Nonetheless, Churchill was always able to interweave the compelling rhetorical glow of shining purpose with the duller impetus of practical necessity. He opened his speech to the Congress of Europe by pronouncing that "Since I spoke on this subject at Zurich in 1946... events have carried our affairs beyond our expectations. The cause was obviously either vital or merely academic. If it was academic, it would wither by the wayside; but if it was the vital need of Europe and the world in this dark hour, then the spark would start a fire which would glow brighter and stronger in the heads and the minds of men and women in many lands. This is what has actually happened."
The movement toward European integration would continue to prevail. So would Churchill. During the election of February 1950 - the month this book was published - Churchill polled more than 37,000 votes, double that of his challenger. Labour's majority was reduced to six, and when Atlee called another election in 1951 the Conservatives won 321 seats to Labour’s 295, returning Churchill to Downing Street.
Even though they come at the waning of Churchill's remarkable career and life, the five postwar speech volumes remain worthy of both readers and collectors, marrying a singularly experienced voice to exceptional times.
By the time Churchill's first postwar speeches volume was published, his oratorical prowess was unrivaled in public life. Churchill had a remarkable full half century of vigorous public speaking to his credit. His mastery of words was further bolstered by having already published 34 volumes of book-length works. Before his final volume of postwar speeches was published, he would be awarded the Nobel Prize in Literature, both for his books and "for brilliant oratory in defending exalted human values" (The Nobel Prize in Literature, 1953).
The political experience that underpinned Churchill's postwar oratory was likewise unrivaled. Member of Parliament for nearly half a century, he had already passed through two world wars in positions of high authority, heading the British government for five years during the Second World War. He would serve as Prime Minister for the second and final time between 1951 and 1955, making six consecutive decades during which Churchill had served in the British Cabinet.
The times in which Churchill made these speeches were no less formidable than the skills and experience he brought to bear. Churchill's five post-WWII speech volumes span the period from Demobilization in late 1945, when Churchill was Leader of the Opposition, through his second Premiership, into a time when Churchill passes "into a living national memorial" of the time he has lived and the Nation, Empire, and free world he has served. The events encompassed by these years are in many ways no less dramatic than those of the war years - the unraveling of the British Empire, the post-war recovery, the onset of the Cold War, Soviet acquisition of the atomic bomb, development of the hydrogen bomb, both Cold and proxy war between the Western and communist powers, and the beginning of the space age.
Churchill's son, Randolph, had served as compiler for Churchill's final pre-WWII and first WWII speech volumes, Arms and the Covenant and Into Battle. During Randolph's wartime service, the balance of Churchill's other six war speech volumes were compiled by Charles Eade, Editor of the Sunday Dispatch. By 1948 Randolph was able to resume his previous responsibility, serving as Editor for all five of Churchill's postwar speech volumes.
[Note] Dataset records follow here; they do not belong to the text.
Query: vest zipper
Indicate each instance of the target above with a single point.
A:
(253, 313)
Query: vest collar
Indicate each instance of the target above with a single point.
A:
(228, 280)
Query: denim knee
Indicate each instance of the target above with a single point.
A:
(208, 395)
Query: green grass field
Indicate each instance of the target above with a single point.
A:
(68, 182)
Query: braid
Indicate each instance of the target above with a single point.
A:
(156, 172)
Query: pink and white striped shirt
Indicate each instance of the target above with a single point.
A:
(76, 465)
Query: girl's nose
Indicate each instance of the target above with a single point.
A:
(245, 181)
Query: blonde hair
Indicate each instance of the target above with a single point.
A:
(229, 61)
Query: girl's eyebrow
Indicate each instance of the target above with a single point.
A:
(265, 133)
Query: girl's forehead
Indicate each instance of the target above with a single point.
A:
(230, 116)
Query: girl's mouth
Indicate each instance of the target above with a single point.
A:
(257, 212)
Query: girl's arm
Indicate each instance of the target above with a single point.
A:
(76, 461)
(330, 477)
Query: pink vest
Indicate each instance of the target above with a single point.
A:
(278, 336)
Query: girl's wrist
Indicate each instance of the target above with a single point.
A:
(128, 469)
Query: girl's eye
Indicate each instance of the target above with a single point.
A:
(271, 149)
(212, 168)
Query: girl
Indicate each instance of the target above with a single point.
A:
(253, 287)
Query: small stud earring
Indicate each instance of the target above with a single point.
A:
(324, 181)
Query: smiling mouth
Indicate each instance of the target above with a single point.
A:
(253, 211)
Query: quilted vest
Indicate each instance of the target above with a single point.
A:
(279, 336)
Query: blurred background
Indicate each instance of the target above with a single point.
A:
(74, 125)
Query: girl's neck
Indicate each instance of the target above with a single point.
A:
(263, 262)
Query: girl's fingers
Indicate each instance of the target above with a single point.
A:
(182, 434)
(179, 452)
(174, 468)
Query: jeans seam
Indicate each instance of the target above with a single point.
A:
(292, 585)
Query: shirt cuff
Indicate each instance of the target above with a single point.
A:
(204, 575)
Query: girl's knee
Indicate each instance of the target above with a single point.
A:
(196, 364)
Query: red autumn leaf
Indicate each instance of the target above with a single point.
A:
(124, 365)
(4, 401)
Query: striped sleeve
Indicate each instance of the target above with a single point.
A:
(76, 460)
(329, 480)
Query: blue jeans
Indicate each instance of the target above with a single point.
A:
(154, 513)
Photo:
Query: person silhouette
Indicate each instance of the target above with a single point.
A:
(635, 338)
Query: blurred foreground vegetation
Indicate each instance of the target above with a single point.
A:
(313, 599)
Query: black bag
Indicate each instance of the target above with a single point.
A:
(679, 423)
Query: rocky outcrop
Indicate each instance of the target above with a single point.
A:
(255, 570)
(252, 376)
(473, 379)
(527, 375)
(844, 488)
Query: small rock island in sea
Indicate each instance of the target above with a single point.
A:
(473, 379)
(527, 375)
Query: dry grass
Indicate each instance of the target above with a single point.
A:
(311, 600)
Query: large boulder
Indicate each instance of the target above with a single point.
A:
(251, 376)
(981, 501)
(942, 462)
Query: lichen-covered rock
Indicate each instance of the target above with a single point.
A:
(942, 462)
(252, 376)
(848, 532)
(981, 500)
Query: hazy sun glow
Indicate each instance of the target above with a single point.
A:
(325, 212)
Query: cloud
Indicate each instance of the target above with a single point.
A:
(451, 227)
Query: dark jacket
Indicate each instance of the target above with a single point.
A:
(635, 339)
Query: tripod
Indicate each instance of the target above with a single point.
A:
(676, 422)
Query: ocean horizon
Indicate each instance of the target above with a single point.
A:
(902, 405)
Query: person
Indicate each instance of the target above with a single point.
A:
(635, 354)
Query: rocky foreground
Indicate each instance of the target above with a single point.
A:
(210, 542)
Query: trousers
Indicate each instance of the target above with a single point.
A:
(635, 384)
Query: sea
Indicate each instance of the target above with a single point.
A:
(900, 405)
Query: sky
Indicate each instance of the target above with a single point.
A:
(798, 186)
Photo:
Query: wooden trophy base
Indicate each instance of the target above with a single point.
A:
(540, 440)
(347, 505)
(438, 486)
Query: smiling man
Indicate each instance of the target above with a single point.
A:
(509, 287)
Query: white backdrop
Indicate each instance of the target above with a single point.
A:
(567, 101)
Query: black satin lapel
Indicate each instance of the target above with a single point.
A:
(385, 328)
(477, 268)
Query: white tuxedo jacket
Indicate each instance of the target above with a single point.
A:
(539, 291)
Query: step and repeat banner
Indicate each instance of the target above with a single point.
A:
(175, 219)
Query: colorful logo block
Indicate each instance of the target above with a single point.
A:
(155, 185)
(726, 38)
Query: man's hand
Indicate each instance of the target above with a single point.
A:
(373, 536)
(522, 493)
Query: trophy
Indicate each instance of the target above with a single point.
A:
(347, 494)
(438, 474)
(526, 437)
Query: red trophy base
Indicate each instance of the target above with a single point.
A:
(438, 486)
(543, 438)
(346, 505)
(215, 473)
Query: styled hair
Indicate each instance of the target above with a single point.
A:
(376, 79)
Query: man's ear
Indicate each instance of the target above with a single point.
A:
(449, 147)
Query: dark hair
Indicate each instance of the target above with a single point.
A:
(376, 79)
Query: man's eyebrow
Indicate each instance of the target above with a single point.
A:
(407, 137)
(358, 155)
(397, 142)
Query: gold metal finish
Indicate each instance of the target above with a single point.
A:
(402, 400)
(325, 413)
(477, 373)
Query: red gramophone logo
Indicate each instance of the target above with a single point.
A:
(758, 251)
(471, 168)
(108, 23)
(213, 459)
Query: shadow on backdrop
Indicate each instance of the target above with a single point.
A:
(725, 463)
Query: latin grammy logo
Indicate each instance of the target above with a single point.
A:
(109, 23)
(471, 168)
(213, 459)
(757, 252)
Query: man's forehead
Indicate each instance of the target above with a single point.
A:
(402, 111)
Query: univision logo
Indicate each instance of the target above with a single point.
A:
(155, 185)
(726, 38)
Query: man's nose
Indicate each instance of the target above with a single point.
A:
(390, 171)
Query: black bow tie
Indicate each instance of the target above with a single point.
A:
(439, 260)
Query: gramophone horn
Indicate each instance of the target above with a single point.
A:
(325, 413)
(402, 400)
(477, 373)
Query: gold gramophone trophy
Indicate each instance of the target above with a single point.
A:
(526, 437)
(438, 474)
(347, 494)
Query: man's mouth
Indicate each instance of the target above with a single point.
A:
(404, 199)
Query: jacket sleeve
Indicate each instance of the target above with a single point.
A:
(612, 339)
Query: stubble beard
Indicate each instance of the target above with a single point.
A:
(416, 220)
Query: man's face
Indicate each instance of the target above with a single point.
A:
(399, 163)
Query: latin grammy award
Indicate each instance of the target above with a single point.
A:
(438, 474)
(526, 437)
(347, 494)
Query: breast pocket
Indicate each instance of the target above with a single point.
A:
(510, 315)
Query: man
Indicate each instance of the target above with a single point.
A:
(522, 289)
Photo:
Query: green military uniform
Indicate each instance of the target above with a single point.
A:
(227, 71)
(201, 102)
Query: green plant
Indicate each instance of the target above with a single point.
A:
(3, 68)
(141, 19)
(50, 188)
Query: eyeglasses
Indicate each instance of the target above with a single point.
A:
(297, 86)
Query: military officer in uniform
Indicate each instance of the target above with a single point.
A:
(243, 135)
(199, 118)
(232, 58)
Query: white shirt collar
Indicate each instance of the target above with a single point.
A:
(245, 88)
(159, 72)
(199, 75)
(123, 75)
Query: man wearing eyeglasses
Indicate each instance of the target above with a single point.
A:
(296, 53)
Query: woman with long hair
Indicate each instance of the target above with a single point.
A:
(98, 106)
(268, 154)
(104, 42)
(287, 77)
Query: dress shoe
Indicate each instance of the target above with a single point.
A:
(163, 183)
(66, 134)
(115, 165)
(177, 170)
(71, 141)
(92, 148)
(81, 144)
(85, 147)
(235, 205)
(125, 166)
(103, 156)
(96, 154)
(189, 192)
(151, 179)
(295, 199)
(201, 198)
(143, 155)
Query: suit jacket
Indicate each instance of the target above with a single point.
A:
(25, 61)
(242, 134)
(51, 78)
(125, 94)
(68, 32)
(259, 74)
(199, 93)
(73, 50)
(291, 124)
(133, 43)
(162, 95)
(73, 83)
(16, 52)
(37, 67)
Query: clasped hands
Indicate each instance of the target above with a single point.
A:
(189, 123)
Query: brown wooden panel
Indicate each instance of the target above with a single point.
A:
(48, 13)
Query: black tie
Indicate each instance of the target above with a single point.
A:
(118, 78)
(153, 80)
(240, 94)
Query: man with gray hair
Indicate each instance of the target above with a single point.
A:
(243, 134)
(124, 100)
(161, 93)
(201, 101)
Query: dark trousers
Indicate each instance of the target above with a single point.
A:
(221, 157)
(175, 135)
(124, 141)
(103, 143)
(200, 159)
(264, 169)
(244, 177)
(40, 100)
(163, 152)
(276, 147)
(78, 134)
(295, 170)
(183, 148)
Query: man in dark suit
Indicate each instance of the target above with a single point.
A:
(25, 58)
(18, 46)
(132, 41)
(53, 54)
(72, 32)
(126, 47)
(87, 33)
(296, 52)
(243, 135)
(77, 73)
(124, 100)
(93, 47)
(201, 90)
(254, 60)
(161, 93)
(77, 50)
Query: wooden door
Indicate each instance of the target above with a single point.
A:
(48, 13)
These postwar speech volumes are much scarcer than Churchill’s War Speeches volumes; each of these five books had only a single printing. The final volume, The Unwritten Alliance, is the last book of Churchill's speeches published in his lifetime, and was issued only in Britain with no U.S. edition.
The five British first editions of the postwar speeches are uniform in height and were issued in striking black dust jackets with a border along the top and bottom of the jacket featuring a repeating white oak leaf design. The background color for the oak leaf border and the spine and front cover print color vary with each volume. The dust jacket rear faces and flaps are white, printed black. The bindings are bound in a simple, uniform style, but vary in cloth color.
The British first edition of Europe Unite is bound in green cloth stamped gilt on the spine. The dust jacket features a complementary green background for the oak leaf border and is printed in yellow and black. Publication was 3 February 1950, with a single printing of 12,000 copies. Churchill Bibliographer Ronald Cohen notes that the text is "replete with errors of spelling, line repetition and reversal, and punctuation" but that all except five of the original errors were corrected in the re-setting of type for the Collected Works of Sir Winston Churchill published in 1974.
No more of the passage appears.